# Chapter 6: Teaching Machines to See - Image Classification with CNNs

## 1️⃣ Chapter Overview

In the previous chapters, we covered the fundamentals of Convolutional Neural Networks (CNNs) using simple datasets like CIFAR-10. This chapter takes a significant leap forward by tackling a more realistic and complex challenge: classifying images in the **Tiny ImageNet** dataset using a state-of-the-art architecture, **InceptionNet (GoogLeNet)**.

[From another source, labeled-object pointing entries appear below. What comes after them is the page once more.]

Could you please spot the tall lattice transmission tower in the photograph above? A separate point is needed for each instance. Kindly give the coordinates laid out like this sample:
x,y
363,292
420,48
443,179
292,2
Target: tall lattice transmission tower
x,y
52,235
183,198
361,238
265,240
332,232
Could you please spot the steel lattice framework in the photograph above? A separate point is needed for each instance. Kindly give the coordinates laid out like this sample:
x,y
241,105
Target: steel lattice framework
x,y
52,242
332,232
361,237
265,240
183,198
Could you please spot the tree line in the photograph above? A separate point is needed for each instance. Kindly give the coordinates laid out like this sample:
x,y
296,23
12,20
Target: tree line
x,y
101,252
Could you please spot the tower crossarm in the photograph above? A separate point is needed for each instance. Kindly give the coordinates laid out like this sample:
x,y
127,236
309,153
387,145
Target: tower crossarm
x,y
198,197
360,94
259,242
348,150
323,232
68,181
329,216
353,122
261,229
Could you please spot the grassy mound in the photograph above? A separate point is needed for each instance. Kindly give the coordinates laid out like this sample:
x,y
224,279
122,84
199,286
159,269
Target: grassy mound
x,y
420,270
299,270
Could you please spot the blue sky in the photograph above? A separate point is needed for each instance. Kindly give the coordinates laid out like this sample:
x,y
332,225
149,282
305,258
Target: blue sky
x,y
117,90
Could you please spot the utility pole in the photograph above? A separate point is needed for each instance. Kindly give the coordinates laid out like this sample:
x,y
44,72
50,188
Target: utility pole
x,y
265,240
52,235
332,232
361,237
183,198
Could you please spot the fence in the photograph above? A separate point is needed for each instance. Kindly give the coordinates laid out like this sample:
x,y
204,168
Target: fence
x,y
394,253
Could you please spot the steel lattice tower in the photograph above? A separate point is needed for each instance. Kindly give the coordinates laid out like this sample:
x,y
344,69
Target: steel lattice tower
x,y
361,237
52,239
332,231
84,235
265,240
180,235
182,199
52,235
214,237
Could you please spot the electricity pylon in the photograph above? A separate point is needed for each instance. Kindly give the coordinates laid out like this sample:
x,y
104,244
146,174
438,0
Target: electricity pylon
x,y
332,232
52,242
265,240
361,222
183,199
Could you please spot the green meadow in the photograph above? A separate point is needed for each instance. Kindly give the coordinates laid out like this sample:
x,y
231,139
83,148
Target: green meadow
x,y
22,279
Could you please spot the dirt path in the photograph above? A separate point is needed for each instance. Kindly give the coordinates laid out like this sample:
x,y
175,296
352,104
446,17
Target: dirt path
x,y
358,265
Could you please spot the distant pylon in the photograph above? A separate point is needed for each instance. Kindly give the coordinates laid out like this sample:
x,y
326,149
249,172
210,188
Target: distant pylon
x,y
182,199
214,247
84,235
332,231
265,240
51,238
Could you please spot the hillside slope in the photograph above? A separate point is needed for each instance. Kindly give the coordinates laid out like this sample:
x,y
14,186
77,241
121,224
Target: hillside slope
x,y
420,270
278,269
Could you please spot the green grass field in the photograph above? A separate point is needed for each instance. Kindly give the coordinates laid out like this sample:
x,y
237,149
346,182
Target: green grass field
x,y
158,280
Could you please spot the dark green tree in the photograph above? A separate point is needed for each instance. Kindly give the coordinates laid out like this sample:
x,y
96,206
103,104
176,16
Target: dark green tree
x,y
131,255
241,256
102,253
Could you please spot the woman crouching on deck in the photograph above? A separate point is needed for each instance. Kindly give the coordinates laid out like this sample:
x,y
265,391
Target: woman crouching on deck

We move beyond simple Sequential models to complex, multi-branch architectures using the Keras Functional API. We also dive deep into **Exploratory Data Analysis (EDA)** for images, which is often overlooked in deep learning tutorials but is crucial for real-world success.

### Key Learning Goals:
1.  **Exploratory Data Analysis (EDA):** How to inspect image datasets, check for class imbalances, and calculate channel statistics before training.
2.  **Advanced Data Pipelines:** Using `ImageDataGenerator` for complex directory structures and data augmentation.
3.  **Inception Architecture:** Understanding and implementing the **Inception Block**, **1x1 Convolutions** for dimensionality reduction, and **Auxiliary Classifiers**.
4.  **Functional API Mastery:** Building non-linear, multi-output topology networks.

---

## 2️⃣ Theoretical Explanation

### 2.1 The Challenge of Depth
As researchers tried to make CNNs deeper to capture more complex features, they ran into two major problems:
1.  **Vanishing Gradients:** In very deep networks, the gradient signal fades away as it backpropagates through many layers, making the early layers hard to train.
2.  **Computational Explosion:** Adding more layers usually adds more parameters, increasing the risk of overfitting and the computational cost.

**InceptionNet** (winner of ILSVRC 2014) proposed a novel solution to these problems: **The Inception Module**.

### 2.2 The Inception Module
Instead of choosing whether to put a $1\times1$ convolution, a $3\times3$ convolution, or a $5\times5$ convolution at a specific layer, Inception says: **"Why not do them all?"**

An Inception module applies multiple filters of different sizes to the *same input* in parallel and then concatenates the results. 
* **Small filters ($1\times1$, $3\times3$):** Capture local details.
* **Large filters ($5\times5$):** Capture broader, more abstract features.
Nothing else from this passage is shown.